Une lente remontée de la fréquentation mais des signaux d'alerte
Comme tous les autres secteurs d’activité, le transport public paie un lourd tribut à cette crise sanitaire dont on ne connait pas – encore la fin – pour mesurer l’ampleur de ses conséquences. Il le paie d’autant plus fortement que c’est par nature un lieu concentrant une population importante sur un espace restreint. Pour autant, de ce que l’on arrive à déterminer actuellement, les transports publics ne seraient pas un lieu de transmission majeur de ce virus. En revanche, une véritable inquiétude est apparue dans la population.
Avec le confinement du printemps, le trafic s’est effondré, chutant de 90 à 95%, que ce soit pour les transports urbains et interurbains.
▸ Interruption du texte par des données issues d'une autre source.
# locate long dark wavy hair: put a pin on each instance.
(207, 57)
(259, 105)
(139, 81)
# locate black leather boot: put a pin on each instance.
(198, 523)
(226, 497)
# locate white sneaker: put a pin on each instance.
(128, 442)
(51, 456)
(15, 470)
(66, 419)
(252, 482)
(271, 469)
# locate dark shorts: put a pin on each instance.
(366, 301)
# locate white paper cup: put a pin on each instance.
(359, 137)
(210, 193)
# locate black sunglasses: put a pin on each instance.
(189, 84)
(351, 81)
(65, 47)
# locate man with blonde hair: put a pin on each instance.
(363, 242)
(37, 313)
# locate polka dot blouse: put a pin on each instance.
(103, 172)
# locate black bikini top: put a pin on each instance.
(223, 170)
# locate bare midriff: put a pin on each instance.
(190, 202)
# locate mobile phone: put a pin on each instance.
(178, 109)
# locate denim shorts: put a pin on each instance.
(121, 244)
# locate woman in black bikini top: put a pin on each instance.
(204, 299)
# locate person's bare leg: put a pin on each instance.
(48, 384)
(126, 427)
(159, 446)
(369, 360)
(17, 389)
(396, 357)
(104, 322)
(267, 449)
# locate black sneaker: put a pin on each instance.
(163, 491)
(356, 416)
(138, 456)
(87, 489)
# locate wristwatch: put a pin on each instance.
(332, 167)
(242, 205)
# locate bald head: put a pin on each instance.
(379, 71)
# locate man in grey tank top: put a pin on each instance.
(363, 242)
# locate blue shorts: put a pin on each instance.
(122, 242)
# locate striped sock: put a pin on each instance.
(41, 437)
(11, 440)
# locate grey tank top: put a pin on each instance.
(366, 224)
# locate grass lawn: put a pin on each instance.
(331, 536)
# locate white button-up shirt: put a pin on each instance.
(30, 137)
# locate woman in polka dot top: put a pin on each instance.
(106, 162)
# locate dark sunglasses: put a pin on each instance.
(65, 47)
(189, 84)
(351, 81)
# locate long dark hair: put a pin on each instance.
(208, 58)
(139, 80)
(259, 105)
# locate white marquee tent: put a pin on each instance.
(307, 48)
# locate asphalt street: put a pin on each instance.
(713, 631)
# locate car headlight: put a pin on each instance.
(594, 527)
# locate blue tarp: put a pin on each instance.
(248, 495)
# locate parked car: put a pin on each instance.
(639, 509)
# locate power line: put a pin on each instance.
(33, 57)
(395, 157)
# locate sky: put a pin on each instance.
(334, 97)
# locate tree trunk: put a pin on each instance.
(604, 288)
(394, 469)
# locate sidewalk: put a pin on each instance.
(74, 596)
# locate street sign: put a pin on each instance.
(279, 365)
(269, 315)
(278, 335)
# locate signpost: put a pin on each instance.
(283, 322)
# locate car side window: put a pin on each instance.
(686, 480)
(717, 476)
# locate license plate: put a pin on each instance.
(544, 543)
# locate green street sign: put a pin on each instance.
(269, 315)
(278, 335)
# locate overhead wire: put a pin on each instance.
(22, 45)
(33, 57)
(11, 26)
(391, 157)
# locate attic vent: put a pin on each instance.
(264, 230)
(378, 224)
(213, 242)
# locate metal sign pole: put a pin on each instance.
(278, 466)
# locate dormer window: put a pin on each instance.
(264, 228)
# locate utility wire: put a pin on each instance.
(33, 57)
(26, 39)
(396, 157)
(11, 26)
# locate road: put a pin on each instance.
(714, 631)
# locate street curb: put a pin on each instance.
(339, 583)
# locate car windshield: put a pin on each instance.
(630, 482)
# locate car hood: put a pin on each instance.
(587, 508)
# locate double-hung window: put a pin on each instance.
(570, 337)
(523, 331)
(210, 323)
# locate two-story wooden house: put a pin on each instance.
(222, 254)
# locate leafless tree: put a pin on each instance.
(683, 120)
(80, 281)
Si des allègements d’offre ont été opérés, il n’en demeure pas moins que les frais fixes n’ont pas diminué, entrainant une explosion des déficits. Si l’Ile de France a finalement obtenu gain de cause, les autres autorités organisatrices attendent toujours la traduction du « quoi qu’il en coûte » présidentiel.
Avec la rentrée 2020, on a pu constater un net regain du trafic, sans revenir au niveau nominal : le télétravail, pour les métiers compatibles, et une évolution des choix modaux entrainent un plafonnement du trafic, autour de 80% en moyenne nationale, du moins pour les heures de pointe. En revanche, le trafic en heures creuses a fortement chuté, y compris le week-end.
Bourg en Bresse - Rue Pierre Sémard - 20 octobre 2017 - Conjoncture difficile pour les petits réseaux, a fortiori quand les conséquences de l'effondrement du trafic ne sont pas reconnues : les transports en commun sont essentiels à la vie d'une cité, quelle que soit sa taille. © transporturbain
Incontestablement, l’augmentation de l’usage du vélo explique aussi l’érosion de la fréquentation des transports publics, mais il y a aussi un retour à la voiture qui ne doit pas être occulté d’autant que le niveau de congestion des grands axes a été l’un des premiers phénomènes revenus à la normale après le déconfinement. La crise sanitaire a donc entraîné un retour à l’individualisme pour une partie de la population, encouragé par des aménagements « temporaires » y compris aux dépens des transports publics de surface.
Paris - Porte de Saint Cloud - 10 octobre 2020 - Exemple d'aménagement favorisant les vélos mais pas vraiment les usagers des autobus. Pourquoi ne pas avoir conservé l'unité de la gare des autobus en plaçant la piste cyclable entre celle-ci et la circulation automobile ? Sans compter les conditions d'attente des voyageurs plus que précaires et que la limite du mini-trottoir bitumé est invisible. © Th. Assa
Sur les longs parcours, la SNCF a constaté un été moins pire que prévu avec 85% du niveau de 2019, mais souffre depuis la rentrée de la faiblesse du trafic d’affaires et de moindres déplacements pour motif loisirs le week-end. Résultat, des allègements d’offres TGV, une activité aux risques et périls de la SNCF.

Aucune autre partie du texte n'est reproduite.